Les nœuds sont venus à une tête. Des escarmouches entre le gouvernement et les FDS ont déjà eu lieu à l'ouest de Tabqa, des attaques aériennes menées par des combattants syriens. Probablement, cependant, qu'il ne dégénère pas et qu'une zone de "non-contact" est créée. la Forces du tigre Les commandants de l'armée syrienne commandés par le général Al Hassan se dirigent maintenant vers le sud, allongeant ainsi la zone contrôlée par Damas. Probablement leur redéploiement sur l’axe Palmira-Deir Ezzor. Les tensions entre les forces de fil américaines et syriennes se poursuivent au sud, dans la région frontalière d'Al Tanf. Des unités de l'armée syrienne libre auraient été encerclées au nord-est du désormais célèbre passage entre la Syrie et l'Irak. Le jeudi 8 de juin, les unités de l'armée de Damas et des miliciens du Hezbollah atteindraient les unités irakiennes à la frontière avec la route internationale reliant Damas à Bagdad, empêchant ainsi le passage des troupes pro-américaines du sud à Deir Ezzor. La tension dans la région est très élevée.
Le contrôle des frontières entre la Syrie et l’Iraq et entre la Syrie et la Jordanie est désormais au centre de la guerre. Le Premier ministre irakien Al Abadi a réaffirmé dans une déclaration (conférence de presse de 7 en juin) que l'Irak aiderait le gouvernement syrien à contrôler les frontières. Dans le même temps, la pression exercée par les milices paramilitaires chiites irakiennes s’accroît de part et d’autre de la frontière entre les deux pays.

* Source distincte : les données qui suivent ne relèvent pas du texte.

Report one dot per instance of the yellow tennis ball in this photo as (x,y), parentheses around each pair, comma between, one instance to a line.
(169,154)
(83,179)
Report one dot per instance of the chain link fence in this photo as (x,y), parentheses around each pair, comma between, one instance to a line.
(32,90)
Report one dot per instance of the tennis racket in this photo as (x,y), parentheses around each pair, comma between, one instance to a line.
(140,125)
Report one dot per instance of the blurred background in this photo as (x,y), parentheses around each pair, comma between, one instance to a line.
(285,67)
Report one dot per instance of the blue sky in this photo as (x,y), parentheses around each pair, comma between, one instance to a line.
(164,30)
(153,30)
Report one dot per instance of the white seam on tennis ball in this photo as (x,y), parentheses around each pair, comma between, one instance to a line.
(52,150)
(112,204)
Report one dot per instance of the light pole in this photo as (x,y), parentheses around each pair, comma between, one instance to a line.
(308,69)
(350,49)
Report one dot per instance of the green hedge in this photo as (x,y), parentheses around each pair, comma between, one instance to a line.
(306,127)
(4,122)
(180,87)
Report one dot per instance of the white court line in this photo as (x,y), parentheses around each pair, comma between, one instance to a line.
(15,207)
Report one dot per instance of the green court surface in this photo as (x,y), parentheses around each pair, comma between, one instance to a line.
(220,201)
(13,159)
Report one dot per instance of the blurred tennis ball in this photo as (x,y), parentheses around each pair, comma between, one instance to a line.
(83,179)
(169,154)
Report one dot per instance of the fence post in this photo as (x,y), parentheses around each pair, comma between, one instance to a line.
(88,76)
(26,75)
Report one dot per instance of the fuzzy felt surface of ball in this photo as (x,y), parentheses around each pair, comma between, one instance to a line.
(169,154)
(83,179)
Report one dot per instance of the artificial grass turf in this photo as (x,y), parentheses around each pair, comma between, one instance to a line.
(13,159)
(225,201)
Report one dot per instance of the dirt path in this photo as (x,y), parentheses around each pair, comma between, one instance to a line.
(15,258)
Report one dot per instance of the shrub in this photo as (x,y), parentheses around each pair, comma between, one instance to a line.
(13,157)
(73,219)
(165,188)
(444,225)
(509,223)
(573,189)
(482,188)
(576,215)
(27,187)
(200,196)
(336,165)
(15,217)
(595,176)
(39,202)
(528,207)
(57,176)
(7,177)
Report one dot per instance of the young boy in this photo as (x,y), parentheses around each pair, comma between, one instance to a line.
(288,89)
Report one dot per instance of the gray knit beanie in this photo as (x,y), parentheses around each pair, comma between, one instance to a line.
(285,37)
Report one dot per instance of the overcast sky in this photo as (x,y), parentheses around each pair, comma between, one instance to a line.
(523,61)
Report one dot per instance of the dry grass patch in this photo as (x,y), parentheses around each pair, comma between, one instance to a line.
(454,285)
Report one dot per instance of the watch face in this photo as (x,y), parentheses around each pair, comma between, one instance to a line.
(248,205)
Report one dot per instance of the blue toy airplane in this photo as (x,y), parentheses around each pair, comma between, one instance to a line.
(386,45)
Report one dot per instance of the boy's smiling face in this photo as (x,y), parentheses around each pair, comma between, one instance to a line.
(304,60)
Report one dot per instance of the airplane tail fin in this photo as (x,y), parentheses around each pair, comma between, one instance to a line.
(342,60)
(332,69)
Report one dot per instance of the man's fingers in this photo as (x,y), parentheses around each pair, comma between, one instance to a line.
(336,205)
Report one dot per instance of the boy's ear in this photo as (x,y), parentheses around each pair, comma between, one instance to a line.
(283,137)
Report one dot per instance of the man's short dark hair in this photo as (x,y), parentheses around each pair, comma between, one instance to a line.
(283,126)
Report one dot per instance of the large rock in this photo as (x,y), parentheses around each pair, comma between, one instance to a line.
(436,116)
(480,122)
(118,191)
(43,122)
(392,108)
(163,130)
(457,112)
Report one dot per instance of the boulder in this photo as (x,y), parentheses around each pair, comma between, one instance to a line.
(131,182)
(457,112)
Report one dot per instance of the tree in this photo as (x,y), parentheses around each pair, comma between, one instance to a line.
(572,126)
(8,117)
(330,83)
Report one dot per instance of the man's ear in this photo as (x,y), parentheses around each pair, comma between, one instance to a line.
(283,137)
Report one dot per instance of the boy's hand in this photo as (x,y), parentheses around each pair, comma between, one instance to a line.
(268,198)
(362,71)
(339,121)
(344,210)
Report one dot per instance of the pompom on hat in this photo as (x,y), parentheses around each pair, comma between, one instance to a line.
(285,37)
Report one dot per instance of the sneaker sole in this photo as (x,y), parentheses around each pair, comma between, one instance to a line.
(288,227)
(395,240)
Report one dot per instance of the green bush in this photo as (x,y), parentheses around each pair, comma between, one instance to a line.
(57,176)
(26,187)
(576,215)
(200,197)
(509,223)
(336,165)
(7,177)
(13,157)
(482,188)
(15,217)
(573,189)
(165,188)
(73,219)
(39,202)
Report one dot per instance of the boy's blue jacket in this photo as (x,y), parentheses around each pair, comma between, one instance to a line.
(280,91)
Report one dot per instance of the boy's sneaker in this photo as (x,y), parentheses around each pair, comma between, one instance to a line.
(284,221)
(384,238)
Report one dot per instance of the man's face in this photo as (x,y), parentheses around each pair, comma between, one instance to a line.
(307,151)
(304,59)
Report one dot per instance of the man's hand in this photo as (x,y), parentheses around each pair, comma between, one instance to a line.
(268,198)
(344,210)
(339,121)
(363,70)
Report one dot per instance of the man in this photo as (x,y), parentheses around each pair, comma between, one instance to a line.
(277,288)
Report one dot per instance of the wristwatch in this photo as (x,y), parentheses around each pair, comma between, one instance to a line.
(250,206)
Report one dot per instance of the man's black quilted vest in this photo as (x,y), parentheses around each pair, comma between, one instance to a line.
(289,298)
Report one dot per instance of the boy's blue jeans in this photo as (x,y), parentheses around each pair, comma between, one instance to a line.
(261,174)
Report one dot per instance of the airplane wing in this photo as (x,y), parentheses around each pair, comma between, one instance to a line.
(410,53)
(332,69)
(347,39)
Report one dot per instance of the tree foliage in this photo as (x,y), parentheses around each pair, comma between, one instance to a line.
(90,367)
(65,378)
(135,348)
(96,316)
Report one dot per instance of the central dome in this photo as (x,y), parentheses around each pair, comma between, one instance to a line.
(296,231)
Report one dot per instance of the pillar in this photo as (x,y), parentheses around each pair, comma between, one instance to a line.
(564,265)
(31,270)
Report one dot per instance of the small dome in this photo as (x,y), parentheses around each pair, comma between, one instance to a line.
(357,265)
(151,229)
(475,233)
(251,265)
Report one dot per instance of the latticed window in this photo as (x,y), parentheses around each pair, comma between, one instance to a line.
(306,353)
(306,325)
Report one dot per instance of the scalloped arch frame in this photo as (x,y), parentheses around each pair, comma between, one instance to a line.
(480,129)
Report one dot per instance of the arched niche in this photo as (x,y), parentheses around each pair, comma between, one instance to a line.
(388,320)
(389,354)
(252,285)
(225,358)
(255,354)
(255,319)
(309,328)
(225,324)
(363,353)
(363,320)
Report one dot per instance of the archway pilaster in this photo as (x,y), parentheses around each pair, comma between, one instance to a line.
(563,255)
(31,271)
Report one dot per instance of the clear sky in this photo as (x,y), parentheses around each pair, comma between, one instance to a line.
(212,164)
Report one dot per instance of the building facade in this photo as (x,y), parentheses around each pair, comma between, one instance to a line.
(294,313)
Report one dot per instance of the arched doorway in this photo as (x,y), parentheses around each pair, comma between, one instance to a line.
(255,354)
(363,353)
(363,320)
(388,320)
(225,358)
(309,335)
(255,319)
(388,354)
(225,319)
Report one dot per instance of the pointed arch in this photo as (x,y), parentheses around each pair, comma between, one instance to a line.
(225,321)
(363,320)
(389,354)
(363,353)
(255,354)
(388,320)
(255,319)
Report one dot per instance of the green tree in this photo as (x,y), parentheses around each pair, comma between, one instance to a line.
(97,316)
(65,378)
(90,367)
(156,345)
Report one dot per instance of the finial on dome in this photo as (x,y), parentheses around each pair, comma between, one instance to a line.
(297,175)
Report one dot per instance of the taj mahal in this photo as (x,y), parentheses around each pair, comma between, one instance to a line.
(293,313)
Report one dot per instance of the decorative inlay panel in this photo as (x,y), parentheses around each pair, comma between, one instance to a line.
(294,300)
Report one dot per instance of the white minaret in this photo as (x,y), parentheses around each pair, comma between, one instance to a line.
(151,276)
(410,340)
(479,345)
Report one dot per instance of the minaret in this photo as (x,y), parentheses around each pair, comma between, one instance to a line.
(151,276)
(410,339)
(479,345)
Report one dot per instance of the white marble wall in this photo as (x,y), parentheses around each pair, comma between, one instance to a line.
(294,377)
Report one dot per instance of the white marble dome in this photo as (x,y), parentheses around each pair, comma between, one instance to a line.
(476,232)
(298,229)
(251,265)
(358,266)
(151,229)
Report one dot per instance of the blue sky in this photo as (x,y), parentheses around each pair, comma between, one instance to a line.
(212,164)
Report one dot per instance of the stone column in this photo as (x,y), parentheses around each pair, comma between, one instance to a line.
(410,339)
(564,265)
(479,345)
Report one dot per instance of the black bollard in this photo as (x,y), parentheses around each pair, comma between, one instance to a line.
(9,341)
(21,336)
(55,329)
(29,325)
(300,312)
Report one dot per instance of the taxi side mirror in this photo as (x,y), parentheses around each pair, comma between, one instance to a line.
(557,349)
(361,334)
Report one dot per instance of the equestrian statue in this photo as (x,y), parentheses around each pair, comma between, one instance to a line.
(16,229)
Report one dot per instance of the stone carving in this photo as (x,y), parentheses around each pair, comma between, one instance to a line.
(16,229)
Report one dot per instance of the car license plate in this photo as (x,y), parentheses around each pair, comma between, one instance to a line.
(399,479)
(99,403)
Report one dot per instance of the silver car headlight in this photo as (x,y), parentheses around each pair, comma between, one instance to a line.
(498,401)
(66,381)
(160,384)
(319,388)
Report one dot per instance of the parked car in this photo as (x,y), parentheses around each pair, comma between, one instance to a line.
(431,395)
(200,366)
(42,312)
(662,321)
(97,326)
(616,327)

Les forces Badr (partie des unités de police) et ennemis acharnés d’Isis sunnites, ils suscitent l’embarras des Kurdes et des États-Unis, car ils représentent en fait un allié d’Assad armé par l’Iran, qui se profile également à l’est.
Que va-t-il se passer dans les prochaines semaines? Selon toute vraisemblance, à moyen et long termes, les États-Unis vont assouplir leur lien avec la cause kurde, désormais trop lourd pour tous. Après la guerre contre ISIS, l'autonomie de Rojava ne fera de l'intérêt de personne:
- de la Turquie, allié stratégique que les États-Unis ne peuvent irriter;
- du gouvernement Assad, qui ne veut pas de séparatisme chez lui;
- de l'Irak, aux prises avec le problème de l'autonomie kurde même sur son propre territoire;
- de l'Iran, qui, même s'il a des tonalités mineures, a toujours un problème interne d'apparition kurde.
Les frontières méridionales entre la Syrie et l’Iraq pourraient avoir une plus grande importance là où se trouvent déjà les troupes américaines et britanniques. La région d'Al Tanf, qui a été maintes fois mentionnée, fait l'objet de controverses entre miliciens pro-américains et troupes gouvernementales, car la zone tampon potentielle que Washington aimerait établir au nord du royaume hachémite est en jeu. Des sources militaires locales parlent d'un possible afflux de militants islamistes vers le sud en vue d'une possible réorganisation en Jordanie. Les rumeurs ne sont pas confirmées, mais les accusations de Moscou contre les rebelles soutenus par les Etats-Unis concernant des accords secrets avec le califat sont du domaine public (le général Surovikin, commandant du contingent russe en Syrie, cité vendredi 9 Juin par Ria Novosti).
L'impression est que jouer une carte noire sera de moins en moins facile. La défaite de l'État islamique révélera de nombreuses vérités jusqu'ici cachées.